Question: What are your strengths?
SELF-INQUIRY LEADS TO SELF-DISCOVERY WHICH LEADS TO YOUR TRUTH
Self-inquiry and confidence are interconnected companions on the journey to discovering our truth. Through self-reflection we gain deeper personal insights that help us value ourselves and build confidence. When we are confident, we authentically express our needs, wants, and desires. Saying “yes” to our uniqueness launches the honest quest for self-acceptance and disclosure. The invitation to appreciate our true essence gently silences our inner critic and gives way to our most treasured self.
The process of self-inquiry encompasses taking inventory of values, beliefs, passions, and actions.
Reflect on the following questions of self-inquiry to uncover your deepest truth.
Values: What are my deepest held values? What drives my life decisions? What would I sacrifice?
Beliefs: What do I believe in? What are my operating principles? What do I know about myself?
Passions: What inspires my creativity? What awakes my compassion? What stirs my anger? What is my success?
Actions: What actions have I taken that have changed my life? What future actions do I want to take?
The greatest and most defining question of all is “How do I love?”
Question: What do I love without question?
THE TRUTH TAKES COURAGE
Self-inquiry and confidence are the foundational components of speaking your truth. Another cornerstone of truth telling is courage. Courage to stand up to a critic or make a different choice than what others wanted for us can be challenging. Our beliefs about how we should react during difficult situations influences our actions. Most of us will sacrifice expressing our truth out of concern for hurting others or fear of rejection. The dread of being negatively judged strikes at our vulnerable core so we silence our inner power. Expressing our ‘truth’ requires courage to claim our true worth and confidently give voice to our authentic self.
When I decided to go to college, my parents did not want me to pursue higher education as they thought I was being selfish. After informing my counselor about my parents’ concerns, he shared with me that sometimes self-care can be confused with selfishness. He eloquently acknowledged that in the short run an action may be perceived as selfish, but when the greater impact is assessed it can truly be an act of self-care. At times, we label ourselves as selfish and limit our possibilities. If we paused and reflected on future results of our decisions, we would realize that taking care of ourselves may not be selfish but beneficial to many people.

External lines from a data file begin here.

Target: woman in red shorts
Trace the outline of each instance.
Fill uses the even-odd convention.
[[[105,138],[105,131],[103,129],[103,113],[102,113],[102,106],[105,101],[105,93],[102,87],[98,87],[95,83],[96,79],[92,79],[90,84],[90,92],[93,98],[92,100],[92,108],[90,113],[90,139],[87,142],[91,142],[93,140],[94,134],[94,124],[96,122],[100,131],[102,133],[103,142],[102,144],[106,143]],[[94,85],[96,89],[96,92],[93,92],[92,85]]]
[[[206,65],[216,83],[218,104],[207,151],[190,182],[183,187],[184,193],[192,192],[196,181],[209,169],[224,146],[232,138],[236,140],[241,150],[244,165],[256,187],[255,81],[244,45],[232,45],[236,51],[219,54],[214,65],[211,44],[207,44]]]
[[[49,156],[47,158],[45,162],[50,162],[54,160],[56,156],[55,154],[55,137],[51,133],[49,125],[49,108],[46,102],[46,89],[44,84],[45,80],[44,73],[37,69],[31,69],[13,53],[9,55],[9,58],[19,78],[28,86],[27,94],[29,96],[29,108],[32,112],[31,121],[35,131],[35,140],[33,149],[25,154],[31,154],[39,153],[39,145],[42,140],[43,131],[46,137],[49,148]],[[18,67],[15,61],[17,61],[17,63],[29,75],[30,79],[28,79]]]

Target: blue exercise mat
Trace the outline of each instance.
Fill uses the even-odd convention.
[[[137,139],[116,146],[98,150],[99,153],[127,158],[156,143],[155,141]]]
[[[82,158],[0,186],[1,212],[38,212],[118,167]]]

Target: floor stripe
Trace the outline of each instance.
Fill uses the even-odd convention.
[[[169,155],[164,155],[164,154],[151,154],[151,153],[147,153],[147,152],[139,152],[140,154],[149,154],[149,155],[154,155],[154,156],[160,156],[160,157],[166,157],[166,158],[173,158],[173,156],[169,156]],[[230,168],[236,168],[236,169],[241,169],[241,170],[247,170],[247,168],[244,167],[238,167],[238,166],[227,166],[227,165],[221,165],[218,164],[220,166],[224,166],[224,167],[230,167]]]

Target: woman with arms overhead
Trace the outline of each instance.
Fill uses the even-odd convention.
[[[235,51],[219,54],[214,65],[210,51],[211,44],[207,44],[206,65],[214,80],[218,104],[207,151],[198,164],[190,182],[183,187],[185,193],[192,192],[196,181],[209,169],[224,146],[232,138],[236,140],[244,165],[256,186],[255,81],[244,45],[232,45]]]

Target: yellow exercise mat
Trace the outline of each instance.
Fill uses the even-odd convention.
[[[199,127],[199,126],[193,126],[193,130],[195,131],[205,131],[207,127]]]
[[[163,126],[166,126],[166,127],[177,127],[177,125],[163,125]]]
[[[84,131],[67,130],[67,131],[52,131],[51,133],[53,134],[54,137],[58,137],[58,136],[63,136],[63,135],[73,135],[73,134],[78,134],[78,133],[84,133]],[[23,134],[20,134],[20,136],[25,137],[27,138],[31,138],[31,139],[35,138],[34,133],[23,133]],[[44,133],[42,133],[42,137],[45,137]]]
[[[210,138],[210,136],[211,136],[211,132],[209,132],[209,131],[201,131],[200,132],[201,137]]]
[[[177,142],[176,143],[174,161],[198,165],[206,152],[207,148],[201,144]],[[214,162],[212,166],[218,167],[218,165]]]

Question: When have I had the courage to standup in a difficult situation?
TRUTH ABOUT SAYING “NO”
Difficulty saying “no” is frequently a stumbling block to speaking our truth. I have observed many successful people challenged by honestly responding “no” to a request. Instead they sacrifice their plans, reputation, and relationships to avoid real or perceived consequences to saying “no”. Choosing to not investigate, question, or negotiate alternatives is driven by multiple factors. A few motivators include the desire to maintain a reputation as the dependable ‘go to person’, or not disappointing others, or difficulty challenging authority, or purely the fear of being negatively judged. We become trapped in the burden of ‘yes’ resulting in wasted energy and time.
Self-honesty is the key to unlocking our truth and negotiating mutually beneficial outcomes. Self-honesty requires assessing reality and asking if there are alternative options. Shifting from fear of rejection to objective facts paves the way for productive dialogue. A simple technique to delay the automatic “yes” reply is to acknowledge the request, then state “let me get back to you”. This strategy allows time to evaluate options and navigate desired results. Keep in mind that most agreements are negotiable. Saying “no” sometimes is a gift. We can save time, resources, and heartache with a direct “no” versus trying to be nice by postponing our inevitable “no”.
Speak your truth—it benefits everyone.
Question: How will saying “no” change your life?